The warp and weft of cloth speak of the fundamental truth of vertical and horizontal that is very calming. That you can make a useful object by cleverly combining threads in a particular way to create a web, membrane, net, or matrix, and even make wonderful patterns like this is magical.

 

Weavers at the Khadi Factory, Chermancheri, Kerala

However, my creative focus is primarily in making images with print and painting and I’m interested in exploring how to make a translation of the process of weaving, in another medium, rather than making a woven textile itself.

 

Woodcuts on Lokta paper, Debby Akam 2019

Surrounding substance, 2019 screen print made at Northern Print in colour variations

My work often combines hand- made techniques such as woodcut printing with digital technologies. Drawing, painting, photography, and printmaking all contribute to my practice, and I often work with layered images, where different kinds of source material are juxtaposed, for example, the gestural marks of woodcut blocks contrasting with the immediacy of events captured in photographs. Motifs are drawn from life, from ‘found’ source material, patterns noticed in textiles, the natural world or the built environment, an improvisational approach that allows an element of chance into the making process, and one that often results in images that invite multiple readings.
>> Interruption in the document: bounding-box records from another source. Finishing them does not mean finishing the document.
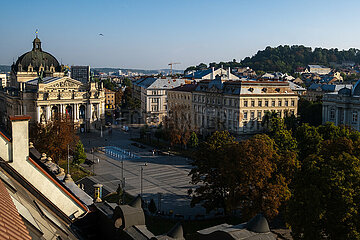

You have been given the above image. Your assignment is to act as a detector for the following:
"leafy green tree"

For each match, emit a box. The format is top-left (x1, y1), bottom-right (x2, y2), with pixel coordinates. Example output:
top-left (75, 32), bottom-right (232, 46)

top-left (295, 124), bottom-right (323, 160)
top-left (73, 140), bottom-right (86, 164)
top-left (287, 123), bottom-right (360, 239)
top-left (189, 131), bottom-right (290, 218)
top-left (149, 199), bottom-right (157, 214)
top-left (298, 98), bottom-right (322, 126)
top-left (189, 132), bottom-right (199, 148)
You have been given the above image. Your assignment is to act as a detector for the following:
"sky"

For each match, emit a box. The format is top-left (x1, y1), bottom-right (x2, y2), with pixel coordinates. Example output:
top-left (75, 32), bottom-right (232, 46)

top-left (0, 0), bottom-right (360, 69)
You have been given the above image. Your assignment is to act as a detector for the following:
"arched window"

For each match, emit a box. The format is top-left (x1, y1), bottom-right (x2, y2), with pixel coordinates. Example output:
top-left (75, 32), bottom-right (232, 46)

top-left (79, 105), bottom-right (85, 119)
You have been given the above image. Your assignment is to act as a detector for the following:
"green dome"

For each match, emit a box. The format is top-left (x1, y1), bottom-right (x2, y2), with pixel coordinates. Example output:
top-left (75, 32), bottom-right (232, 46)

top-left (13, 37), bottom-right (61, 72)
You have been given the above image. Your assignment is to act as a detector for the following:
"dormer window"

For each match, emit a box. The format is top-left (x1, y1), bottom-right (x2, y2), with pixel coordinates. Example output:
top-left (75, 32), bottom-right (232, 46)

top-left (39, 64), bottom-right (45, 72)
top-left (28, 63), bottom-right (34, 72)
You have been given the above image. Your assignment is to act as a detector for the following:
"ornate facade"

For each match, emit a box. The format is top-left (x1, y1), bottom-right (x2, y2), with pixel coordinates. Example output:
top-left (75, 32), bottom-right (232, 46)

top-left (0, 37), bottom-right (105, 130)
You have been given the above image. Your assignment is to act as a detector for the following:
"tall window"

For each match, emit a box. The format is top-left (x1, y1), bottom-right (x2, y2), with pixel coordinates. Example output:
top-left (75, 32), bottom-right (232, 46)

top-left (79, 105), bottom-right (85, 119)
top-left (352, 111), bottom-right (357, 123)
top-left (244, 111), bottom-right (247, 119)
top-left (330, 109), bottom-right (335, 120)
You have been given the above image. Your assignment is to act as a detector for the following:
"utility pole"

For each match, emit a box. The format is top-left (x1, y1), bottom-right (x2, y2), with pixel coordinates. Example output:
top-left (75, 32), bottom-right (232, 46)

top-left (68, 144), bottom-right (70, 174)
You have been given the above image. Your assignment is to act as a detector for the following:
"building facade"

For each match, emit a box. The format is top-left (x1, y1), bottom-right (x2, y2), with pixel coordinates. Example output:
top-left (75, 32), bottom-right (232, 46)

top-left (192, 76), bottom-right (298, 134)
top-left (70, 66), bottom-right (90, 83)
top-left (167, 83), bottom-right (197, 129)
top-left (105, 88), bottom-right (115, 110)
top-left (0, 37), bottom-right (105, 131)
top-left (185, 67), bottom-right (239, 81)
top-left (133, 77), bottom-right (189, 125)
top-left (322, 81), bottom-right (360, 131)
top-left (10, 36), bottom-right (64, 88)
top-left (0, 73), bottom-right (7, 88)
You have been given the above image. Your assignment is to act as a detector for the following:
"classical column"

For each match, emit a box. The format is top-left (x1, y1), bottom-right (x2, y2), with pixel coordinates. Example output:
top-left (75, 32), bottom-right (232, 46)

top-left (46, 105), bottom-right (51, 121)
top-left (87, 103), bottom-right (92, 120)
top-left (74, 103), bottom-right (79, 121)
top-left (36, 106), bottom-right (40, 123)
top-left (96, 104), bottom-right (100, 119)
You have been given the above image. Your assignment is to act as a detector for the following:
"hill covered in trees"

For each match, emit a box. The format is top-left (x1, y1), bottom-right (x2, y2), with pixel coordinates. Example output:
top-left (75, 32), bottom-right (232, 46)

top-left (185, 45), bottom-right (360, 73)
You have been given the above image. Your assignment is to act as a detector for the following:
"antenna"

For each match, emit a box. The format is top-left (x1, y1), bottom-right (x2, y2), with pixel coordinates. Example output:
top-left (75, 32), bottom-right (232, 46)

top-left (168, 63), bottom-right (181, 76)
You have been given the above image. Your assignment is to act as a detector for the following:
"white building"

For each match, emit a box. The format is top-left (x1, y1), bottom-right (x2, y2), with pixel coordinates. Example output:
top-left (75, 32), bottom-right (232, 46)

top-left (322, 80), bottom-right (360, 131)
top-left (133, 77), bottom-right (190, 124)
top-left (184, 67), bottom-right (239, 81)
top-left (0, 73), bottom-right (7, 88)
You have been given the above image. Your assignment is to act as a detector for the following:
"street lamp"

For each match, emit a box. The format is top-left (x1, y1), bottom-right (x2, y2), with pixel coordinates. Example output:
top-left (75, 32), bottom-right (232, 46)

top-left (140, 162), bottom-right (147, 198)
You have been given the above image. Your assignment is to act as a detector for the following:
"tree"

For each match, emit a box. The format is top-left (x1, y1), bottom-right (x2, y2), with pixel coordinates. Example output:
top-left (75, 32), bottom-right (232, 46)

top-left (149, 199), bottom-right (157, 214)
top-left (298, 98), bottom-right (322, 126)
top-left (188, 131), bottom-right (237, 214)
top-left (29, 114), bottom-right (79, 163)
top-left (287, 124), bottom-right (360, 239)
top-left (189, 132), bottom-right (199, 148)
top-left (189, 131), bottom-right (290, 218)
top-left (73, 140), bottom-right (86, 165)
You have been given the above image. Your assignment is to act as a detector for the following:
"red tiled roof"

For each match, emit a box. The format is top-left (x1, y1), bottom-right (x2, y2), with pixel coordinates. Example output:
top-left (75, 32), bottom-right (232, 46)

top-left (0, 180), bottom-right (31, 240)
top-left (171, 83), bottom-right (197, 92)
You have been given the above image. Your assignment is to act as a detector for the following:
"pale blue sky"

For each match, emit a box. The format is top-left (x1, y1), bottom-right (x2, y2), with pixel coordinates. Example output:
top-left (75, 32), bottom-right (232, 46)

top-left (0, 0), bottom-right (360, 69)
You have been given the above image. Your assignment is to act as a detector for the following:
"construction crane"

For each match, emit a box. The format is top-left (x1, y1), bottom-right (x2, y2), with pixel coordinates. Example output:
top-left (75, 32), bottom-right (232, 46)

top-left (168, 63), bottom-right (181, 76)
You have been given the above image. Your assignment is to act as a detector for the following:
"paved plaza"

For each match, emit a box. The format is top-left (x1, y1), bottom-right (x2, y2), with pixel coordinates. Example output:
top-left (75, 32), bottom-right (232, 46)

top-left (81, 129), bottom-right (209, 219)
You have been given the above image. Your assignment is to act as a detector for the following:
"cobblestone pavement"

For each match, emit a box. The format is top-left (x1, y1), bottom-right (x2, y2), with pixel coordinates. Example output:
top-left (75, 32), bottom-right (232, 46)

top-left (81, 129), bottom-right (210, 219)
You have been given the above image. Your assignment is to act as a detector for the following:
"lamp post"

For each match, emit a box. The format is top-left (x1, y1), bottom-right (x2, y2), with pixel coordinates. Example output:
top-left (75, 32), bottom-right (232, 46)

top-left (140, 162), bottom-right (147, 198)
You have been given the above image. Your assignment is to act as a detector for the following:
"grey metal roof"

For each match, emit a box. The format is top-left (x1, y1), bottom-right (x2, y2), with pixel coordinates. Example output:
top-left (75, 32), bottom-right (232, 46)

top-left (198, 214), bottom-right (276, 240)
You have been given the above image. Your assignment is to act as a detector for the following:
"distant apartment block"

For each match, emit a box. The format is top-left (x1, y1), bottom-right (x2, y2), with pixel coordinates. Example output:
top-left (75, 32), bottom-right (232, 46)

top-left (184, 67), bottom-right (239, 81)
top-left (71, 66), bottom-right (90, 83)
top-left (322, 80), bottom-right (360, 131)
top-left (304, 65), bottom-right (331, 75)
top-left (0, 73), bottom-right (7, 88)
top-left (105, 88), bottom-right (115, 110)
top-left (133, 77), bottom-right (189, 125)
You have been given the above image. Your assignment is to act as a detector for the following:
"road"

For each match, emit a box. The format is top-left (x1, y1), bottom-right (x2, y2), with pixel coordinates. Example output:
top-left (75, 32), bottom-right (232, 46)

top-left (80, 129), bottom-right (213, 219)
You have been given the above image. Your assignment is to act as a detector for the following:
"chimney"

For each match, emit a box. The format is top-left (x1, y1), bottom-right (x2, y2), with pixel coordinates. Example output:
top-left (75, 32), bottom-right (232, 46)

top-left (9, 115), bottom-right (31, 164)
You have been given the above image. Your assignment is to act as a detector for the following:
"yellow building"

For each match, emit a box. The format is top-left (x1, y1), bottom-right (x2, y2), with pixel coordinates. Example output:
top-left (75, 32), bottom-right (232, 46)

top-left (0, 37), bottom-right (105, 130)
top-left (192, 76), bottom-right (298, 134)
top-left (105, 88), bottom-right (115, 110)
top-left (167, 83), bottom-right (197, 129)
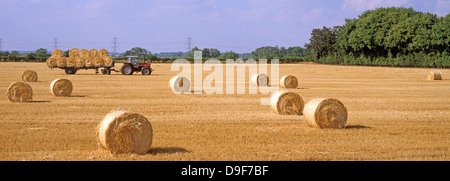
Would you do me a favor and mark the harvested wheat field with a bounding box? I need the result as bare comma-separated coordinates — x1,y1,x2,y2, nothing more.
0,62,450,161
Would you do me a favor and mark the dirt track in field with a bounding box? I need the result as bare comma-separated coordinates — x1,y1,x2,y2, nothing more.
0,62,450,161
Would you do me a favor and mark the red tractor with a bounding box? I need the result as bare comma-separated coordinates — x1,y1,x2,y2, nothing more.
121,56,153,75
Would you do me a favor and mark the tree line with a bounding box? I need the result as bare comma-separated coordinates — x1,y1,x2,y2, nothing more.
305,7,450,68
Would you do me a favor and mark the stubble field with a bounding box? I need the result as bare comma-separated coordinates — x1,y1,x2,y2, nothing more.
0,62,450,161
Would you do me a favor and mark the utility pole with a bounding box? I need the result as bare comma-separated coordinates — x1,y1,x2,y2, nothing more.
112,37,119,53
186,36,192,52
53,37,59,49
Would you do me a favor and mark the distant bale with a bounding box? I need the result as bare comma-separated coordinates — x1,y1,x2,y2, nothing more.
98,48,109,57
303,98,348,129
56,57,67,68
69,48,80,57
75,57,85,68
251,73,269,86
79,49,90,60
280,75,298,89
66,57,77,67
22,70,37,82
270,90,304,115
89,48,99,58
169,76,191,93
94,56,104,66
50,79,73,97
84,56,94,67
51,49,64,58
45,57,58,68
6,82,33,102
428,70,442,80
103,56,113,66
96,111,153,154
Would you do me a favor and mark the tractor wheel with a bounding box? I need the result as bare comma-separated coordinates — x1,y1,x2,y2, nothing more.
122,64,134,75
141,68,152,75
64,68,77,74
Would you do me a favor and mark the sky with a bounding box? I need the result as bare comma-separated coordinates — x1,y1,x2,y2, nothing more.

  ‘Homely’, 2017 screen print incorporating images of textiles from around my home.

              

 

Print making is a good medium for exploring juxtapositions of marks and textures within layers of colour. The process whereby the marks, motifs and patterns are cut in advance, allows me to intuitively and completely focus on colour relationships once I’m at the printing stage. 

 

Weaving is fundamentally about verticals and horizontals, and so invites a dialogue with minimalism and painting based on grids. It involves repetition, and repetitive body movements, bringing the relationship between line and colour, and rhythm together simultaneously.

 

Woodcuts juxtaposing grids and gestural marks handprinted on Japanese and Lokta paper

 

       

These are abstract concerns that modernist artists like Paul Klee and Anni Albers were interested in. In Britain, artists like Terry Frost, Patrick Heron and Barbara Hepworth drew inspiration from tribal art, as well as reflecting the colours and textures of their surrounding environments. Today, there is a renewed interest in craft traditions because there seems to be a collective desire to make things, and look again at sustainable materials. Designers are revisiting proponents of the Arts and Craft movement like Ruskin and Morris, and restating the importance of mindfully making things.